During yesterday evening’s programme, Michelle Visage blasted openly gay celebrity blogger Perez Hilton for setting back the community fifty years, after witnessing him perform sexual acts on garden furniture and against mirrors in the garden. Speaking to Big Brother she said, “What we just witnessed is an outrage” and that Perez “sets our community back fifty years”, before the RuPaul’s Drag Race judge added, “He’s an embarrassment, I do not want people judging the gay community on this ass.”
She then went on to explain, emotionally, that she had fought for years along with the gay community for equality and equal rights and that Perez was undermining the progress the LGBT community had made.
Regardless of Perez’s behaviour, a quick search on Twitter confirmed the harassment that many gay people can endure, when fans of the show called him anti-gay slurs like faggot, queer and batty boy. Some users have even used death threats against the US personality.

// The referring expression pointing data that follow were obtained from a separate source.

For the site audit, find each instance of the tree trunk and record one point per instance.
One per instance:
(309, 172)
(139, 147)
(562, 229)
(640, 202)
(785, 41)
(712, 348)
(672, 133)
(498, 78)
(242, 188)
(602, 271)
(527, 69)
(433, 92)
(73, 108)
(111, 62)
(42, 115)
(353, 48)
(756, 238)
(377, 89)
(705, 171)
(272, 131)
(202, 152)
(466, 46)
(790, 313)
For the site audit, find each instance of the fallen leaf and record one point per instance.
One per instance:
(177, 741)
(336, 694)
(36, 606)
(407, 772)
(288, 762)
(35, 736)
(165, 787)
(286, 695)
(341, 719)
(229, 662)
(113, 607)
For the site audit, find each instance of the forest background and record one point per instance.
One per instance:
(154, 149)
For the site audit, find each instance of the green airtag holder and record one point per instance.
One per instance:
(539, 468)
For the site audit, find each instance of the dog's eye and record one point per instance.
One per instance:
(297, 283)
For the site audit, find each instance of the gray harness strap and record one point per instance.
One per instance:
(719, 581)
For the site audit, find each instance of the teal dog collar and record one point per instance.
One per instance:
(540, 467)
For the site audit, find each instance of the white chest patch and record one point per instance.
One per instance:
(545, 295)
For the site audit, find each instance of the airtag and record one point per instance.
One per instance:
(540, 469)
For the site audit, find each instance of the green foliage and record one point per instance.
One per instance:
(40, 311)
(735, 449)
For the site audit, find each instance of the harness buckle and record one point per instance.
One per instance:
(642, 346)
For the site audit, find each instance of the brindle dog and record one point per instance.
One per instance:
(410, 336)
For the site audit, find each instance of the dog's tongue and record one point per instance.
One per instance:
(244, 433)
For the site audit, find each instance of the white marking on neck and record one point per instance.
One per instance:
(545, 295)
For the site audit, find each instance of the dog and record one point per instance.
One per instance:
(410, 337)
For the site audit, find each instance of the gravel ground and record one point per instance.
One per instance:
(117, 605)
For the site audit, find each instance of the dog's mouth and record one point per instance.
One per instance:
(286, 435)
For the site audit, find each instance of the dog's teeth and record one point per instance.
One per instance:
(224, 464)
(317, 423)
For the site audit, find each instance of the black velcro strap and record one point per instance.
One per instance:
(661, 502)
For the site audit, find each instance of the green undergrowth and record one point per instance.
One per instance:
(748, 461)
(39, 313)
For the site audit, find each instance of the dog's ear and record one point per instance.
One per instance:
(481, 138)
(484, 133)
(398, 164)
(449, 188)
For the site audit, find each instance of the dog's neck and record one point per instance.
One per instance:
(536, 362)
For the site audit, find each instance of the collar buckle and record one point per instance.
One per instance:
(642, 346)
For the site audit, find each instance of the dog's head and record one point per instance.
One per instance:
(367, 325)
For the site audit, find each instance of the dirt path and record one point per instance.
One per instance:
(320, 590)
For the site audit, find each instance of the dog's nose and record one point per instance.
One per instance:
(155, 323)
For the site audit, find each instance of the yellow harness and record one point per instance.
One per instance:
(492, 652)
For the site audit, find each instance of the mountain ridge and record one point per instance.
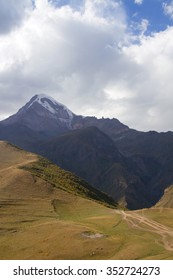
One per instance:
(131, 166)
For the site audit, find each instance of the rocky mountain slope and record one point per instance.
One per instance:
(131, 166)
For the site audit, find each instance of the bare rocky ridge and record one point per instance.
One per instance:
(133, 167)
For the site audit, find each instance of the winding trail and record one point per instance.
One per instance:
(141, 222)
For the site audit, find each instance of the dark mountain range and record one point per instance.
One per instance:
(131, 166)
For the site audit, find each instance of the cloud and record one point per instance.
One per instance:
(138, 2)
(12, 13)
(168, 9)
(86, 57)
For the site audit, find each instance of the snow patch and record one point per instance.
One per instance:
(39, 98)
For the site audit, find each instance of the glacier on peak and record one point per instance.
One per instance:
(45, 101)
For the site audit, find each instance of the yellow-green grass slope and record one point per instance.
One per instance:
(46, 214)
(167, 199)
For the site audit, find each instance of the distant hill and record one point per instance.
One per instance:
(132, 167)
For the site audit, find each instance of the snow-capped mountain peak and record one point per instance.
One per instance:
(43, 113)
(51, 105)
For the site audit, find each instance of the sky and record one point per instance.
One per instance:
(103, 58)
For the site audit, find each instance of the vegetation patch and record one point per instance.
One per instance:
(67, 181)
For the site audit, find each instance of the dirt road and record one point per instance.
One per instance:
(143, 223)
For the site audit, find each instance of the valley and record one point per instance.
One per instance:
(42, 221)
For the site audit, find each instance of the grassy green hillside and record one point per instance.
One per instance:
(167, 198)
(47, 213)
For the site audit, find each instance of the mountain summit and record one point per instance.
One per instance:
(43, 114)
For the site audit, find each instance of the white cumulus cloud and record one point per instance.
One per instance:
(168, 9)
(87, 58)
(138, 2)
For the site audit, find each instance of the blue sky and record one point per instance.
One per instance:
(111, 58)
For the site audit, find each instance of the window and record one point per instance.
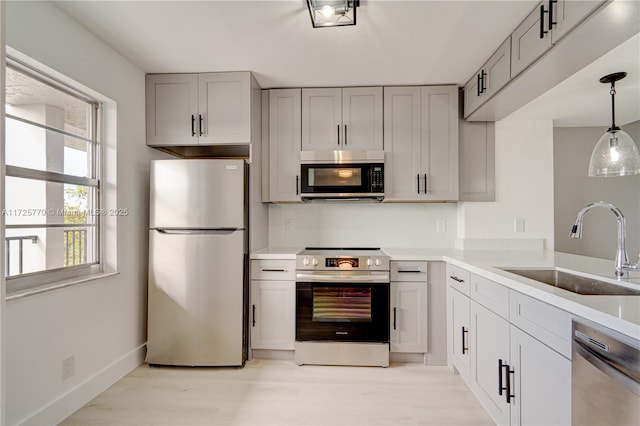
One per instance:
(52, 185)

https://twitter.com/SamHenderson_1/status/556206943023673344
You see Perez yeah! Batty boi fi dead 🔫
— Reece morgan (@R_morgz) January 14, 2015
Perez is such a faggot I hope he kills himself omg
— Gavin (@nivaG0) January 13, 2015
Last year the government introduced a new punishment for those who trolled or bullied people online. Those found gulity could face up to two years in prison. The government is changing the law to increase the maximum sentence for the offence of sending certain items with the intent to cause distress or anxiety. This will mean more serious offences can be dealt with in the Crown Court and there will not be a time limit for police and Crown Prosecution Service to bring a prosecution.
In the past various openly gay celebrities have endured online bigotry. Last year Duncan James talked about how online trolls had wished AIDS on him, whilst X Factor’s Rylan Clark suffered an internet blacklash in 2012.
So do we report online homophobia to the police?